Rhetoricians all agree effective persuasion must have, as Aristotle said, the logos, ethos, and pathos for effective communication. It's important what you say, it's important who says it, and it's important how it is said. This book deals with the pathos, an emotional side of persuasive communication. But how can you consider the pathos of a sermon, without being manipulative and deceiving? The key is to get in the Scripture, understand what it says until you feel the message yourself. By doing that, your emotion and delivery will match the original author’s emotion and pathos.

This book teaches that you need to read the passage and see the pathos and emotional flow of the original author, and the speaker must match that emotional delivery. If the text is sad, then the speaker must then communicate this sadness of the text through his delivery, illustrations, and mannerism. The text itself will set the bounds for our emotional delivery in the pulpit. In other words, screaming at the top of your lungs, "God loves you!" while banging your fists on the pulpit with an angry scowl probably doesn't communicate the emotional flow of the text. Giggling over the destruction of Jerusalem doesn’t convey the Weeping Prophet’s pathos.

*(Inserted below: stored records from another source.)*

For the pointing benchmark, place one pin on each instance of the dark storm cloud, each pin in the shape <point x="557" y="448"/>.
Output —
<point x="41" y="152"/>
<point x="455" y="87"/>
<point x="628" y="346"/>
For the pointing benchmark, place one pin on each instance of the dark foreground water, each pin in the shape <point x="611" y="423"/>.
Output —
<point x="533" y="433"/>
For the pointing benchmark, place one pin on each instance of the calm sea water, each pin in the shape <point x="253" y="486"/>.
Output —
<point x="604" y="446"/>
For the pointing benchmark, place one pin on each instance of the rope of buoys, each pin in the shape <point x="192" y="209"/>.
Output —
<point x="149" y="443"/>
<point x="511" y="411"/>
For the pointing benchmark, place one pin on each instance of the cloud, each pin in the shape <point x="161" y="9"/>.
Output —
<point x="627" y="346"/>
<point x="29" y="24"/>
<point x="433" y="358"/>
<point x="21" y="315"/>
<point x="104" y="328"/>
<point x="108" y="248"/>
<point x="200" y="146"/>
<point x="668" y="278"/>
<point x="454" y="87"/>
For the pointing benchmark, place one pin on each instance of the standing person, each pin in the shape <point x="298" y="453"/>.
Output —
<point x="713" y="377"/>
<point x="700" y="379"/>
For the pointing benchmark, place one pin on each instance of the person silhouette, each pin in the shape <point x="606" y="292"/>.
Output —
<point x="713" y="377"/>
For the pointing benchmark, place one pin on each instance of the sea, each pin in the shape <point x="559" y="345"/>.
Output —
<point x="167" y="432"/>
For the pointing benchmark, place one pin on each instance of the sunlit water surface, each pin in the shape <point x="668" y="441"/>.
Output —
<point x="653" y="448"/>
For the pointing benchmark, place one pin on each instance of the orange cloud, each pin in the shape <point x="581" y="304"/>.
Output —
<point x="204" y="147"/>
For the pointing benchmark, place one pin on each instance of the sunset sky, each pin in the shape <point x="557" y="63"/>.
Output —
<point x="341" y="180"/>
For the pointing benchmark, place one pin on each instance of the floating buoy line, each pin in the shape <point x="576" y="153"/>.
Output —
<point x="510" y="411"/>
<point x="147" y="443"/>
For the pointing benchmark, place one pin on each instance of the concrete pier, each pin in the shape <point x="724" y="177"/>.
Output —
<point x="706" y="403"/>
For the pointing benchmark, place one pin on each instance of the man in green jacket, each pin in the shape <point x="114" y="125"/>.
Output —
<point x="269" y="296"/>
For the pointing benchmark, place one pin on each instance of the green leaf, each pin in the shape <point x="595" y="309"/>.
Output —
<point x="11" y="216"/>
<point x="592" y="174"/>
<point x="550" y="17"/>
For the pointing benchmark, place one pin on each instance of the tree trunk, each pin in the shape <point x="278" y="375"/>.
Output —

The first section deals with how to determine the Scriptures own pathos in the text, and then moves to ways to incorporate that in the message through language and lastly through delivery. In other words, we exegete the Words of Scripture, we ought to also exegete the pathos of Scripture.

The book is co-authored, but it's clear who is writing what. Dooley writes the majority of the book and Vines has a section called In The Pulpit at the end of every chapter where he summarizes and illustrates the principles of that chapter. This book doesn’t give you whiplash like many co-authored books do when going back and forth between the author’.

Many good thoughts to consider.

Thanks to Netgalley.com for the review copy.